Optional's Guide to Custom Emoji in Obsidian

Twemoji in Obsidian

I've spent literal YEARS trying to change the way Obsidian renders Emoji, from the hideous Windows Emoji to the beautiful Twemoji. But this isn't a recipe, so let's get right to it!

Download the latest Twemoji font “in COLR/CPAL layered format” here (provided by Mozilla). Or the latest Noto Emoji from here. Once downloaded, right-click the font file and click “Install” (For Twemoji the file is Twemoji.Mozilla.ttf, for Noto it's fonts/NotoColorEmoji_WindowsCompatible.ttf).

Now that the font is installed on your Computer you have to tell Obsidian to use it. Refer to the image below for the following steps: Inside Obsidian open the DOM inspector by pressing Ctrl + Shift + i. Switch to the Elements-Tab and select the element that starts <body class="... (it should be one of the first). On the other half of the inspector make sure you're on the Styles-Tab. Under Filter search for “--font”.

Obsidian Inspector Guide

What we're looking for are the lines that define the theme-fonts. These might look different on your end, but here's what mine look like:

body {
    --font-text-theme: -apple-system, BlinkMacSystemFont, 'Segoe UI', Roboto, Inter, Ubuntu, sans-serif;
    --font-editor-theme: -apple-system, BlinkMacSystemFont, 'Segoe UI', Roboto, Inter, Ubuntu, sans-serif;
    --font-monospace-theme: 'JetBrains Mono', 'Fira Code', Menlo, SFMono-Regular, Consolas, 'Roboto Mono', monospace;
    --font-interface-theme: -apple-system, BlinkMacSystemFont, 'Segoe UI', Roboto, Inter, Ubuntu, sans-serif;
}

Copy these (yours) somewhere.

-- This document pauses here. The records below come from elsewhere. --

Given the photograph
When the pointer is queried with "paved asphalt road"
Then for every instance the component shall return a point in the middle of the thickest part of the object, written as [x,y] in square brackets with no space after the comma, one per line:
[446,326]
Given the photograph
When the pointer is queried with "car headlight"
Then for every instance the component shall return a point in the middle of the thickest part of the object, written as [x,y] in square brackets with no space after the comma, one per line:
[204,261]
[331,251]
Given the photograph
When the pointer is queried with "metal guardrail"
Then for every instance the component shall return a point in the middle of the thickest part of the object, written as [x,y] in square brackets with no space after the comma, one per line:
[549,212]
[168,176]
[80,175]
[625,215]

You can now close the Obsidian console (again via Ctrl + Shift + i or the little x). Open your Obsidian Settings (default: Ctrl + ,), go to Appearance, scroll down to CSS Snippets and click the little folder icon. This opens up the Snippets Folder in Windows where you now create a file called something like twemoji.css (The name doesn't matter, the file extension .css does). Open that file in your favourite text editor and paste the CSS you found earlier. But also place 'Twemoji Mozilla' (or 'Noto Color Emoji' if you want that one) somewhere among the existing Fonts—right behind 'Segoe UI' is what works for me. So here is what it could look like:

body {
  --font-text-theme: -apple-system, BlinkMacSystemFont, 'Segoe UI', 'Twemoji Mozilla', Roboto,
  Inter, Ubuntu, sans-serif;
  --font-editor-theme: -apple-system, BlinkMacSystemFont, 'Segoe UI', 'Twemoji Mozilla', Roboto,
  Inter, Ubuntu, sans-serif;
  --font-monospace-theme: 'JetBrains Mono', 'Fira Code', Menlo, SFMono-Regular,
  Consolas, 'Roboto Mono', 'Twemoji Mozilla', monospace;
  --font-interface-theme: -apple-system, BlinkMacSystemFont, 'Segoe UI', 'Twemoji Mozilla', Roboto,
  Inter, Ubuntu, sans-serif;
}

Enable the snippet. You can do that by saving your .css-file, going back to the Obsidian settings, back to Appearance > CSS Snippets. Hit the little refresh arrows and your new snippet should show up. Toggle it on. Then open a file with some emojis to test your snippet.

If it doesn't work as intended (the emojis are still the old font or the font of the regular text has also changed) try a different ordering of fonts. They get applied from left to right until one is able to provide the required glyph. You might have to play around with the ordering to get the desired results. Just saving the .css should get Obsidian to reload and re-apply the snippet, you don't need to restart it every time.